Gli analgesici impiegati nell’antichità (sporadicamente e con scarsa efficaci) erano frutto delle conoscenze arabe di fitoterapia, come l’hascisc, la mandragora e l’oppio.
Solo nel 1846 William Thomas Green Morton (1819-1868), un dentista di Boston, dimostrò l’efficacia anestetica del protossido di azoto con alcuni esperimenti sugli animali e su se stesso. Già precedentemente, nel 1796, Priestley e Humphry Davy avevano scoperto ciò, e dopo 20 anni le ricerche continuarono ad opera di Faraday, che impiegò come anestetico l’etere di etilico. Parallelamente il chirurgo berlinese Johann Friedrich Dieffenbach (1794-1847) sembra destinato a voltare la pagina della storia medica quando per primo sperimenta l’etere in Europa affermando: “Il sogno è divenuto realtà: oggi è possibile eseguire operazioni senza dolore” , ma bisognò attendere Morton per l’impiego in chirurgia di queste sostanze.

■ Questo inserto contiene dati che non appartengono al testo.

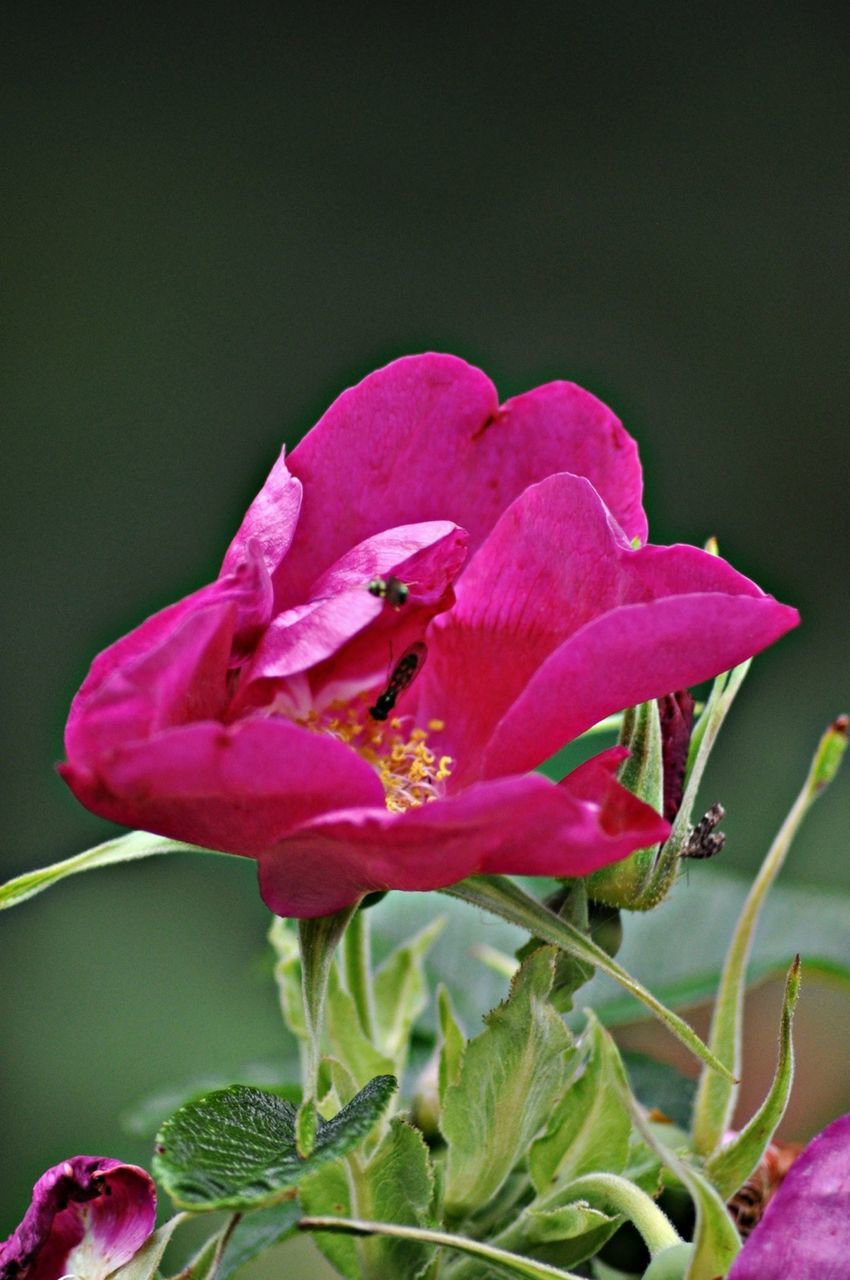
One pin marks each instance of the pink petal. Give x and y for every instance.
(425, 439)
(428, 556)
(88, 1216)
(558, 622)
(238, 787)
(269, 522)
(513, 826)
(805, 1230)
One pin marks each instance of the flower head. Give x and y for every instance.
(88, 1216)
(429, 598)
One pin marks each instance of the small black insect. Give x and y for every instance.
(703, 840)
(403, 672)
(391, 589)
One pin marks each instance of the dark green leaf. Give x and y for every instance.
(236, 1148)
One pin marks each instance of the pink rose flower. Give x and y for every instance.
(88, 1216)
(429, 598)
(805, 1230)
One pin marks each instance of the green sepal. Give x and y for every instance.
(633, 882)
(508, 1080)
(588, 1128)
(236, 1148)
(716, 1095)
(732, 1164)
(716, 1239)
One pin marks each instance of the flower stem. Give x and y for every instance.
(356, 954)
(505, 897)
(716, 1095)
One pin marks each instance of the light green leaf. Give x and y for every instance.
(717, 1095)
(256, 1233)
(328, 1193)
(499, 1260)
(236, 1148)
(145, 1264)
(401, 993)
(716, 1239)
(508, 1080)
(589, 1127)
(507, 899)
(702, 910)
(452, 1043)
(732, 1164)
(124, 849)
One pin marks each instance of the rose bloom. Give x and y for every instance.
(88, 1216)
(426, 599)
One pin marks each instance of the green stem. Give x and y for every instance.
(356, 952)
(318, 941)
(618, 1193)
(502, 896)
(717, 1093)
(512, 1264)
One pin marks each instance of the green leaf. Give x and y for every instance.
(328, 1192)
(256, 1233)
(625, 883)
(590, 1124)
(717, 1095)
(396, 1183)
(236, 1148)
(510, 1078)
(505, 897)
(795, 918)
(124, 849)
(452, 1043)
(732, 1164)
(145, 1264)
(716, 1239)
(401, 992)
(499, 1260)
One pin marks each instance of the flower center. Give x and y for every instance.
(408, 769)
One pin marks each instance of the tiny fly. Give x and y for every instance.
(391, 589)
(403, 672)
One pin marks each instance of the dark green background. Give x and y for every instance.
(220, 216)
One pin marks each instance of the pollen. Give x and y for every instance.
(410, 771)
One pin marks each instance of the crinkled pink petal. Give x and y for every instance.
(425, 439)
(805, 1230)
(428, 556)
(269, 522)
(512, 826)
(179, 679)
(88, 1216)
(237, 787)
(558, 622)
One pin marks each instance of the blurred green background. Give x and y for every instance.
(216, 218)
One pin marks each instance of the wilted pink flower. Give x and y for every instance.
(805, 1230)
(353, 734)
(88, 1216)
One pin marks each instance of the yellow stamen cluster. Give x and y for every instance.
(410, 771)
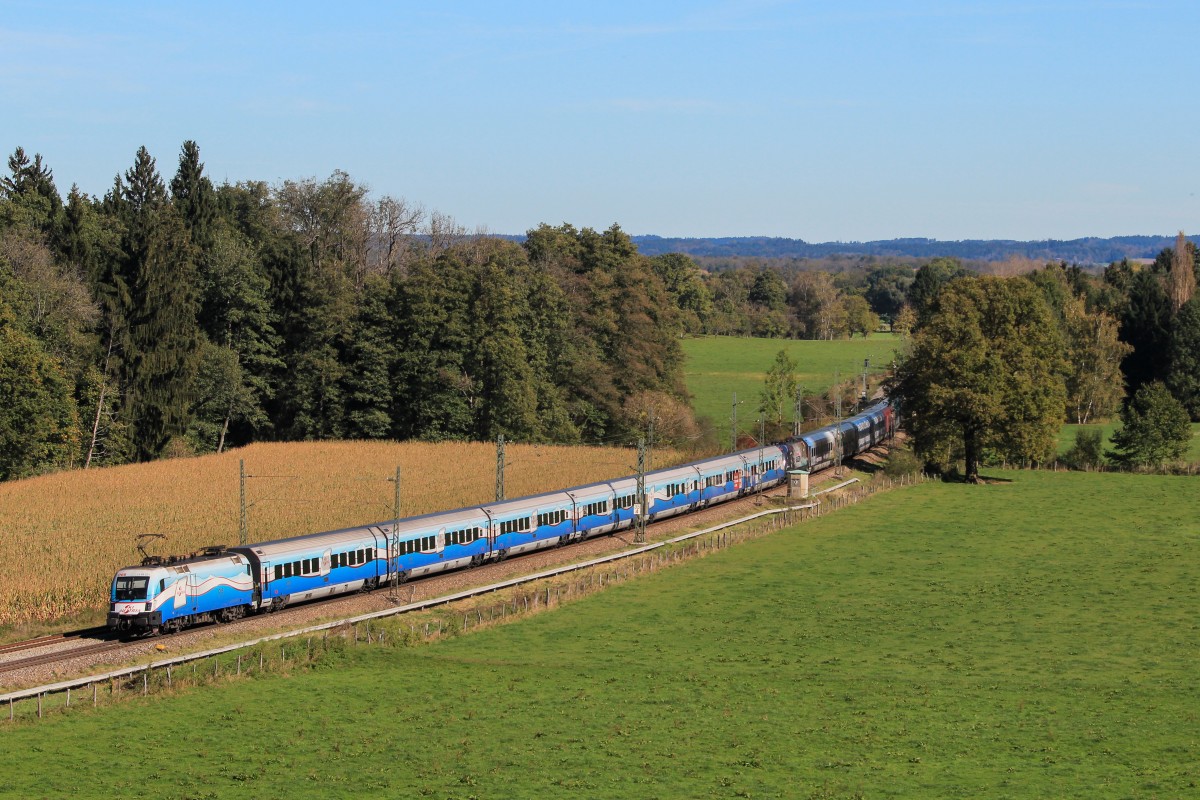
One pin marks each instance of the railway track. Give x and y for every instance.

Successivamente la cocaina venne introdotta come anestetico oculare e spinale e, nel corso dell’ultimo ventennio dell’800 si svilupparono tecniche anestesiologiche, come l’epidurale e la subaracnoidea, che ridussero l’alto rischio di morte legato all’anestesia generale.
A tutt’oggi l’anestesia locale, epidurale o locoregionale rappresentano la via di preferenza della chirurgia estetica futuribile. Il fatto di affrontare l’intervento chirurgico senza dolore è uno dei fattori principali che determinano il successo di un intervento di chirurgia estetica e la possibilità di localizzare l’anestesia al solo distretto operato fa sì che il paziente possa rimanere collaborante nella pratica chirurgica, evitando sensazioni sgradevoli al risveglio legate all’attività inconscia della mente che fantastica in modo morboso sulla ferita durante l’intervento.